Trump vuelve a Carolina del Norte en busca del voto de los militares

Encuestadores y analistas estudian con lupa si los ciudadanos que acostumbran a no votar o a votar poco se movilizarán o no. Es posible que el miedo a Trump empuje a la participación de ciertos sectores que se abstuvieron en 2016. Pero es cierto también que las encuestas, más sólidas que hace cuatro años, siguen contando con un margen de error no desdeñable.

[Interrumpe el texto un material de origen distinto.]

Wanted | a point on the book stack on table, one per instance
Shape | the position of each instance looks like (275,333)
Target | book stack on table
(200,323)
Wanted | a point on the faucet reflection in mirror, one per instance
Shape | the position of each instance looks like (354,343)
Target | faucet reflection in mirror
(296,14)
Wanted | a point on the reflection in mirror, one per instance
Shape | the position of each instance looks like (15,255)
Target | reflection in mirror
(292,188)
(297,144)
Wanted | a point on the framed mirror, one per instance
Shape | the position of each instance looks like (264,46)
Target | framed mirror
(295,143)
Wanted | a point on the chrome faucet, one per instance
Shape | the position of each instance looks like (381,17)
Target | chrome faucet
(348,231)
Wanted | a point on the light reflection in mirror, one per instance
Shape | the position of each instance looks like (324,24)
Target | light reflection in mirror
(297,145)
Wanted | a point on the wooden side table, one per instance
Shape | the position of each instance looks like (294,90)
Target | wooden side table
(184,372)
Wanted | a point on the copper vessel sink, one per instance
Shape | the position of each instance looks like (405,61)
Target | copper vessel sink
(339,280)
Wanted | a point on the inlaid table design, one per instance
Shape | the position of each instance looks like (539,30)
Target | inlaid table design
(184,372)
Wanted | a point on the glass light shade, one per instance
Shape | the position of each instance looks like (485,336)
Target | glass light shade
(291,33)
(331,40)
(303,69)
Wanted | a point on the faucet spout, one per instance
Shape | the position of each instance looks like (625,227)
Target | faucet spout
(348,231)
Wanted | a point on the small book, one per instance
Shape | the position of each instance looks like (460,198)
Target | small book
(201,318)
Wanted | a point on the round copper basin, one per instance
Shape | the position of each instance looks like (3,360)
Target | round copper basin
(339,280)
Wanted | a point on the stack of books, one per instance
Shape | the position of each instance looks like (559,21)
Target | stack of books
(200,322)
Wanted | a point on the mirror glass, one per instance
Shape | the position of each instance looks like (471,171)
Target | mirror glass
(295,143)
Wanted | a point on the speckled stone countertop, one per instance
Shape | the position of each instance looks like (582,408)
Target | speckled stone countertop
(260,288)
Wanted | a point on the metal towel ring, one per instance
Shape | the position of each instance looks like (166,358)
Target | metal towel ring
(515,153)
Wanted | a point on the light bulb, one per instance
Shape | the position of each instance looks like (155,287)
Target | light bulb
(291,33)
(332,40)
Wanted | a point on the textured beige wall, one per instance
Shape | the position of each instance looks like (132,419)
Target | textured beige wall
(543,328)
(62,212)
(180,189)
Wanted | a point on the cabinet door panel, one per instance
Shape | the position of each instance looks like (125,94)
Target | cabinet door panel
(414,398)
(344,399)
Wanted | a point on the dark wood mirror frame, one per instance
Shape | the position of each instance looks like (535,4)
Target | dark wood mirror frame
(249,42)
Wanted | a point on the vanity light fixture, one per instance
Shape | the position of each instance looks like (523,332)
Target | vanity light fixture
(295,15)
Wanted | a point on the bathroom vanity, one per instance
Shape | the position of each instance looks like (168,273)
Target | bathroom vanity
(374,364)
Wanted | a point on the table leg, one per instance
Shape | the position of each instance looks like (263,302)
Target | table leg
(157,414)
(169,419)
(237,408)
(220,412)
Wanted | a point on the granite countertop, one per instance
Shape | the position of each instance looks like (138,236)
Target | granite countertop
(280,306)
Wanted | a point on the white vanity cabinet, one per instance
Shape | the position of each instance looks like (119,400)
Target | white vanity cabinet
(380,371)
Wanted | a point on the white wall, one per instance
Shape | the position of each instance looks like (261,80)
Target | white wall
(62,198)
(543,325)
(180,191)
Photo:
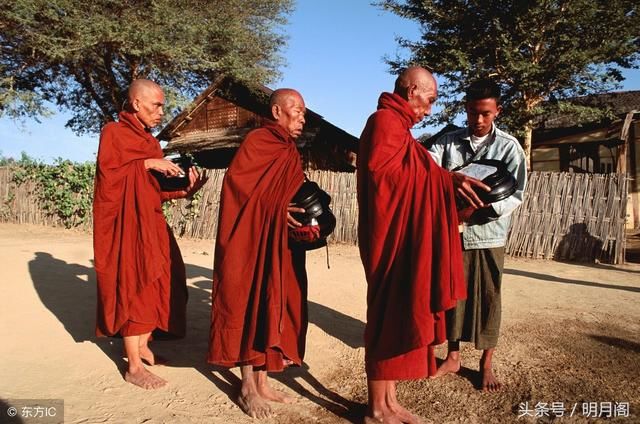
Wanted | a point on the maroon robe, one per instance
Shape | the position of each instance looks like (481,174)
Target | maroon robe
(259,307)
(140,272)
(409,245)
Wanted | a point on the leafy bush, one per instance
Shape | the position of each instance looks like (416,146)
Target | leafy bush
(64,189)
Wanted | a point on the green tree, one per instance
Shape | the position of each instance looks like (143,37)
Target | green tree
(541,51)
(82,55)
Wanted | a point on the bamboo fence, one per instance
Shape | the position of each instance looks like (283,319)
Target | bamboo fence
(570,216)
(564,216)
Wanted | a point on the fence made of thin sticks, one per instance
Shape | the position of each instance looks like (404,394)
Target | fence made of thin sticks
(570,216)
(564,215)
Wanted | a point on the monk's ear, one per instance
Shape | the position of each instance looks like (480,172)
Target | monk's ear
(411,91)
(276,111)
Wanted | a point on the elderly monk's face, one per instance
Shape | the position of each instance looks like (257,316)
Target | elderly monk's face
(289,113)
(422,97)
(148,107)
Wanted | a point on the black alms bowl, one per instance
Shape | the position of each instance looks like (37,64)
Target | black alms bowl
(179,182)
(502,183)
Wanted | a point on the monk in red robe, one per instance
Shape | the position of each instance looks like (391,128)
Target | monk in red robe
(409,244)
(259,299)
(140,272)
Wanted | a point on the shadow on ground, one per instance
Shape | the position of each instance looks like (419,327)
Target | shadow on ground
(69,291)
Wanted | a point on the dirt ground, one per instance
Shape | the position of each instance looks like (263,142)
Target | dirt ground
(570,339)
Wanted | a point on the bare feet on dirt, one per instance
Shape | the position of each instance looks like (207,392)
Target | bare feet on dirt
(145,379)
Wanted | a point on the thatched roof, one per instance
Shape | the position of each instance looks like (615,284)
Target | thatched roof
(559,127)
(616,103)
(319,142)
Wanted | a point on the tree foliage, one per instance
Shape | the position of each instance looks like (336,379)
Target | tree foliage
(83,55)
(540,51)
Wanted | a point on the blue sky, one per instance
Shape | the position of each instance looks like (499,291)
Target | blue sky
(334,58)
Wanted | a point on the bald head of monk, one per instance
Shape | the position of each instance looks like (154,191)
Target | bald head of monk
(145,100)
(288,110)
(419,88)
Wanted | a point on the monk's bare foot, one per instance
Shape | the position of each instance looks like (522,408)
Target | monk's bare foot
(150,358)
(489,381)
(269,393)
(145,379)
(450,365)
(254,406)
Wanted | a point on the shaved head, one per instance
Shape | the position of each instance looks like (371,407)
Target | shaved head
(419,88)
(288,110)
(281,95)
(414,75)
(145,101)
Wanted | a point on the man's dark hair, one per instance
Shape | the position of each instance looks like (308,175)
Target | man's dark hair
(483,89)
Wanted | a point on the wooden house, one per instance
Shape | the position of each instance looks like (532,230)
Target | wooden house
(560,143)
(213,126)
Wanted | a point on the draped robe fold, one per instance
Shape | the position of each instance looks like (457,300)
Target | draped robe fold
(259,308)
(139,269)
(409,245)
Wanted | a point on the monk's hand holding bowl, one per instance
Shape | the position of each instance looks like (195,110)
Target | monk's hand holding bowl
(291,221)
(164,166)
(465,185)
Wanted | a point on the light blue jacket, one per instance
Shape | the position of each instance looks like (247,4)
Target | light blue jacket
(453,149)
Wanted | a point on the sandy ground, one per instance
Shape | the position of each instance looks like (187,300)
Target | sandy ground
(571,336)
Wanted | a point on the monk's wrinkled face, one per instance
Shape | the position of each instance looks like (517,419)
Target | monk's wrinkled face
(481,114)
(289,114)
(148,106)
(421,97)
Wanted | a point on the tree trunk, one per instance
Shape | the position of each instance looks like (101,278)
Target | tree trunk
(526,144)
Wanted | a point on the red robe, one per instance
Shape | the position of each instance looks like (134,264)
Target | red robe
(409,245)
(259,308)
(140,272)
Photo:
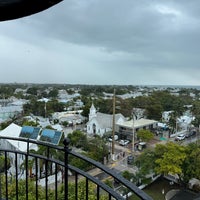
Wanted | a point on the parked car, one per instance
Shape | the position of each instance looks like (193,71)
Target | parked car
(124,142)
(130,159)
(190,134)
(115,138)
(180,137)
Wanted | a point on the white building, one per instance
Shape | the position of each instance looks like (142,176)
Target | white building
(100,123)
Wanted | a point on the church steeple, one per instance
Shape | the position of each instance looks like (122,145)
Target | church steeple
(93,112)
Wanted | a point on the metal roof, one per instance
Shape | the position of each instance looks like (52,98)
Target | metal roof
(13,9)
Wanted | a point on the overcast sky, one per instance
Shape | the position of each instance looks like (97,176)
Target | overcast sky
(135,42)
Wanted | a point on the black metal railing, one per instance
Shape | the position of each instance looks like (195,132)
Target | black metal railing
(48,174)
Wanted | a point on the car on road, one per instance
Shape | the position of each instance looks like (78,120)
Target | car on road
(180,137)
(130,159)
(124,142)
(190,134)
(115,138)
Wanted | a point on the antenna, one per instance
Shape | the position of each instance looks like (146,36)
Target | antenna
(113,128)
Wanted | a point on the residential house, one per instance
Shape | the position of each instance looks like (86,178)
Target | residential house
(125,129)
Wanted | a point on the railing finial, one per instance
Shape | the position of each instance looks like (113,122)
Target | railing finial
(66,142)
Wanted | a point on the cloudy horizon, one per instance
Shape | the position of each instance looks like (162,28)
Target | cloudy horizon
(104,43)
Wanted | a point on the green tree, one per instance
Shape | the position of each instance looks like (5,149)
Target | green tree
(171,160)
(191,163)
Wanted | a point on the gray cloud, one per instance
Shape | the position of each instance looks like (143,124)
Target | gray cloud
(104,42)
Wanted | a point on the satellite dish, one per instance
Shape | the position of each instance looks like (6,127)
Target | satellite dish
(13,9)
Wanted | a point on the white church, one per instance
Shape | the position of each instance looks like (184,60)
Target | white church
(100,123)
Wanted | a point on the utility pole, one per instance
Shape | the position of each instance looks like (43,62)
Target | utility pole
(113,129)
(133,140)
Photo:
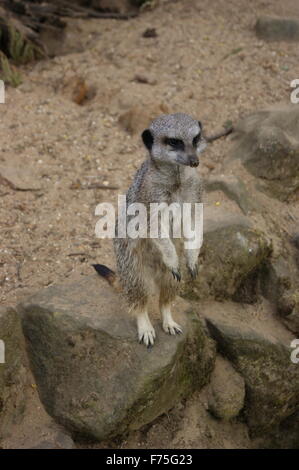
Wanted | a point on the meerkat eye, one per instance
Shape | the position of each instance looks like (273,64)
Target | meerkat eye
(196,140)
(177,144)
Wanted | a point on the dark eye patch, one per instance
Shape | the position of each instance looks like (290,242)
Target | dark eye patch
(196,140)
(177,144)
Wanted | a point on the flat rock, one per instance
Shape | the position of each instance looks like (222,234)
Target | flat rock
(259,348)
(226,390)
(267,144)
(13,377)
(232,249)
(92,375)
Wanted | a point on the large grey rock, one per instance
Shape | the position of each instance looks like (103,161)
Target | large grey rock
(259,348)
(13,377)
(232,249)
(226,390)
(92,375)
(279,284)
(268,146)
(277,29)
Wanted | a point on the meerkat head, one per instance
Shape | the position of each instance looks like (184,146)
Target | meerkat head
(175,139)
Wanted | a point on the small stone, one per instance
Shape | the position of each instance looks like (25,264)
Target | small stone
(277,29)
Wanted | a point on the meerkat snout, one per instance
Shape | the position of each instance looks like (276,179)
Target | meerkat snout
(193,160)
(176,140)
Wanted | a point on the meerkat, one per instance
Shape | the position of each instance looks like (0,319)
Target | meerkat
(146,266)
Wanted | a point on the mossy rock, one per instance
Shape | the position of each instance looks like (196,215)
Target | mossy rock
(92,375)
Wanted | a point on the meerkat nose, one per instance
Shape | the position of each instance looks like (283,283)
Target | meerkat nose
(193,160)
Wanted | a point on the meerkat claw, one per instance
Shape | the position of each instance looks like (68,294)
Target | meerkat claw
(176,275)
(193,272)
(147,337)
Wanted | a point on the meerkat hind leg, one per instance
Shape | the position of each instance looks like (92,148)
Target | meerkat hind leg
(146,332)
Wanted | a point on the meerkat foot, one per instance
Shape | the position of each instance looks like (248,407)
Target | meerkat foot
(146,332)
(169,325)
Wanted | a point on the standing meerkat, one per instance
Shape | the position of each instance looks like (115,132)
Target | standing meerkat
(152,265)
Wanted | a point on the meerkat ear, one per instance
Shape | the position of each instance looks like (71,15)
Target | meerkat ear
(147,138)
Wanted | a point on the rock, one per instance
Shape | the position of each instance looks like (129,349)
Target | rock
(56,440)
(268,146)
(280,285)
(259,349)
(138,118)
(234,188)
(277,29)
(13,376)
(226,391)
(231,250)
(92,375)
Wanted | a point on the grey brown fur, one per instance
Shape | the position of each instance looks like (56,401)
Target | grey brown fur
(149,266)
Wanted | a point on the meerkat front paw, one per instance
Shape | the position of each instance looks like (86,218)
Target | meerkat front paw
(176,275)
(171,327)
(147,336)
(146,332)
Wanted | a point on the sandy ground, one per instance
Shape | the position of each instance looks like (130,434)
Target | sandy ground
(205,60)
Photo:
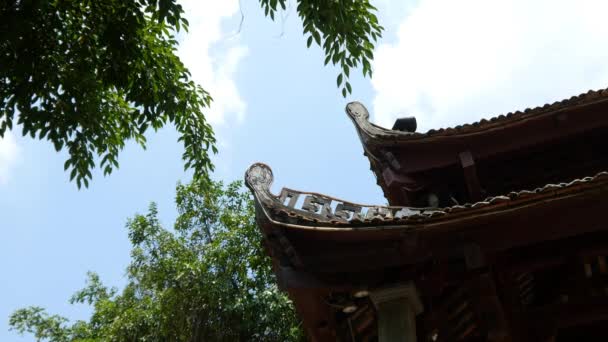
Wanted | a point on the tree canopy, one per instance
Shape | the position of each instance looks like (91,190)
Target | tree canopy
(208,279)
(90,75)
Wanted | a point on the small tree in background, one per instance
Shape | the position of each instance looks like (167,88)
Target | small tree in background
(206,280)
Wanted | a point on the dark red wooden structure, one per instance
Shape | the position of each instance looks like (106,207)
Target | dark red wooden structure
(495,232)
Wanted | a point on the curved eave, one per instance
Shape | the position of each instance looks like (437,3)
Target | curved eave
(324,213)
(372,134)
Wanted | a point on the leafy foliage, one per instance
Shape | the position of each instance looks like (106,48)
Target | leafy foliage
(89,75)
(346,30)
(208,280)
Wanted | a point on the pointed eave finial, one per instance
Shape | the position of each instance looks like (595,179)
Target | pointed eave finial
(368,132)
(258,178)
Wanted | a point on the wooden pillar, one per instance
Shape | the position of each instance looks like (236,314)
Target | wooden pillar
(397,307)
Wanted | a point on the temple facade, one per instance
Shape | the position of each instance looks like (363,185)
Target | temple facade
(494,232)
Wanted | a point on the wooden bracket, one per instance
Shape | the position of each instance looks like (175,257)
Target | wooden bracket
(470,175)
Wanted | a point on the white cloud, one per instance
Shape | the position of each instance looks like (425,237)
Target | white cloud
(458,61)
(8,156)
(212,55)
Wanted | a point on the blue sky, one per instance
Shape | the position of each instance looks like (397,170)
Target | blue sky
(443,61)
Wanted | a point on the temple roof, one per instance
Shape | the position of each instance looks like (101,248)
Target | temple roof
(375,134)
(294,209)
(525,149)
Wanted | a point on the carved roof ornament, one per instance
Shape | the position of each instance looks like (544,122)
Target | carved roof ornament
(316,211)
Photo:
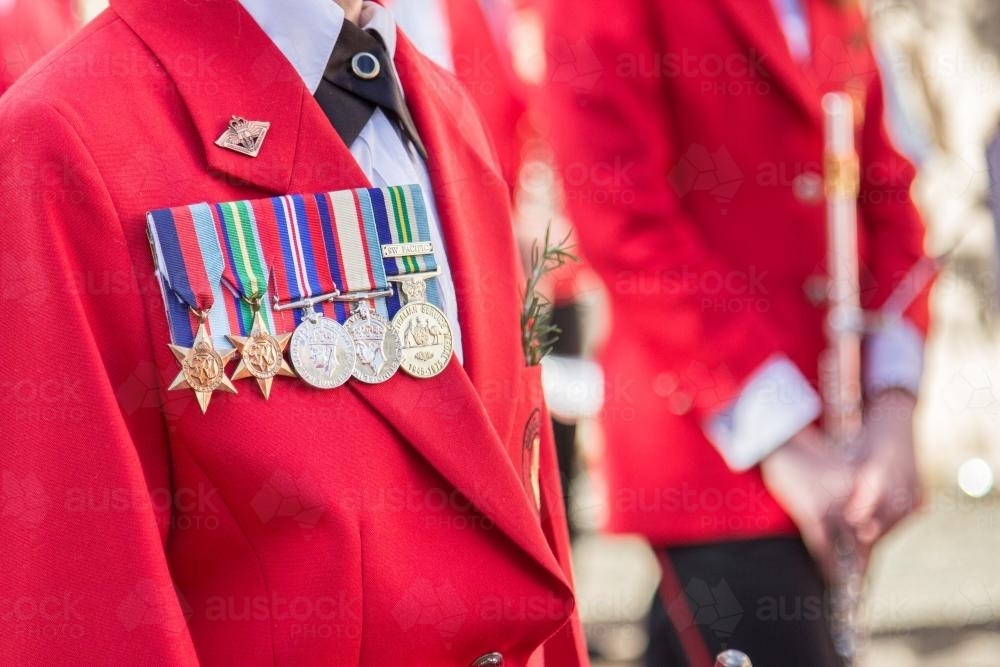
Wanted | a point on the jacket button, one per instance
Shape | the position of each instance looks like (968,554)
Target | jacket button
(808,187)
(488,660)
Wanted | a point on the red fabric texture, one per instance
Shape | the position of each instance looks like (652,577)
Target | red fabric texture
(359,526)
(682,130)
(28,30)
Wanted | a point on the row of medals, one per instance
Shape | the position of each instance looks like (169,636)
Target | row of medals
(325,353)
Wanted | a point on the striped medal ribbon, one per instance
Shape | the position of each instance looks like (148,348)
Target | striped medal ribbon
(376,341)
(262,354)
(190,265)
(298,234)
(408,255)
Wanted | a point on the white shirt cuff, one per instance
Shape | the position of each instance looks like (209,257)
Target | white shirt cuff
(776,402)
(894,358)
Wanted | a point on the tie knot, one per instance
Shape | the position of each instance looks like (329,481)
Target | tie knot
(359,79)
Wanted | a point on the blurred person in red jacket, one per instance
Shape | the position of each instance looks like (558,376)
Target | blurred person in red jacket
(28,30)
(691,141)
(496,49)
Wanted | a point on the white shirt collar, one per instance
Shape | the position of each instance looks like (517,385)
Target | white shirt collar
(305,31)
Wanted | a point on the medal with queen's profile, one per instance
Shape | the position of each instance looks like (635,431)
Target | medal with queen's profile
(322,352)
(425,333)
(376,344)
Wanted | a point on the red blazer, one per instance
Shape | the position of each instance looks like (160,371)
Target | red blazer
(692,148)
(28,30)
(484,67)
(362,526)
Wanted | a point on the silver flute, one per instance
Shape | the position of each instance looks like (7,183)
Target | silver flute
(732,658)
(840,365)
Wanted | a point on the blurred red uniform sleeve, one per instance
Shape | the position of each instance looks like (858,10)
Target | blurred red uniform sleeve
(83,526)
(616,147)
(28,30)
(894,227)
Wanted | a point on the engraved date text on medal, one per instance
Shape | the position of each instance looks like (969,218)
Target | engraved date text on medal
(425,333)
(322,352)
(376,343)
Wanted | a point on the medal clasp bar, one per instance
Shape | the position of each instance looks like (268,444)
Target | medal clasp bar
(350,297)
(305,303)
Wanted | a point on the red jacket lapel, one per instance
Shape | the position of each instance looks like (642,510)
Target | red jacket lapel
(756,21)
(459,427)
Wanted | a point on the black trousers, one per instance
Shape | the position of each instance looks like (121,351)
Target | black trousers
(763,597)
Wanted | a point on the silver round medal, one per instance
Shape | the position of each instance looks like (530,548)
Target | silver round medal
(427,339)
(377,346)
(322,353)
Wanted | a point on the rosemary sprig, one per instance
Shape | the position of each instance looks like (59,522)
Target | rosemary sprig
(538,333)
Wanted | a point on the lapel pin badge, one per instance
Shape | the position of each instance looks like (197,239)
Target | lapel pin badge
(244,136)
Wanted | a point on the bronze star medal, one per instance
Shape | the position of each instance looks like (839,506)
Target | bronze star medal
(262,355)
(203,368)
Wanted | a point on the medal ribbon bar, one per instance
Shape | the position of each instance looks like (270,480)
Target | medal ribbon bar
(404,235)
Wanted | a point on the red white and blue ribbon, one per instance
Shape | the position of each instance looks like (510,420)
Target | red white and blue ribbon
(289,248)
(190,265)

Así lo exponen al menos dos encuestadores que en 2016 fueron de los pocos en predecir el triunfo de Trump. Arie Kapteyn y Robert Cahaly están advirtiendo estos días en varios medios de comunicación de que no es totalmente descartable una sorpresa a través de un voto oculto a Trump, no confesable: “En voto popular gana Joe Biden, pero en el voto final por estados todo está en juego”, predicen. Por eso los candidatos apuran las últimas jornadas de campaña. 

Las grandes encuestas dan ganador a Biden y también lo colocan con un ligero margen de ventaja en Carolina del Norte, donde busca el voto afroamericano. Ante ello, Trump ha viajado de nuevo este domingo a este estado, donde pasará las últimas horas de campaña electoral en busca del apoyo de la comunidad militar. También pretende arañar votos de esos hombres blancos que ya le dieron el triunfo en 2016 en varios puntos del país, que se sienten víctimas de prejuicios y discriminados y que piensan que integrantes de las minorías les roban los trabajos. 

Trump ha sido capaz de instrumentalizar las vulnerabilidades de ese sector blanco, masculino, sin educación universitaria, que se siente ignorado o incluso insultado por las elites demócratas y que es fácilmente manipulable con eslóganes populistas y promesas vacías. Por eso el actual presidente no ha tenido reparo en decir que ama a la gente con un bajo nivel educativo. Gane o pierda, ese sector seguirá ahí y necesitará políticas que atiendan sus problemas.

Tampoco se evaporarán la polarización y la crispación, construidas a base de mensajes de odio y de provocación. Los resultados electorales son trascendentales, porque está en juego mucho dentro y fuera del país. Pero igual de clave será cómo se configure la tensión social actual y la capacidad de los sectores más sensatos para reconducirla.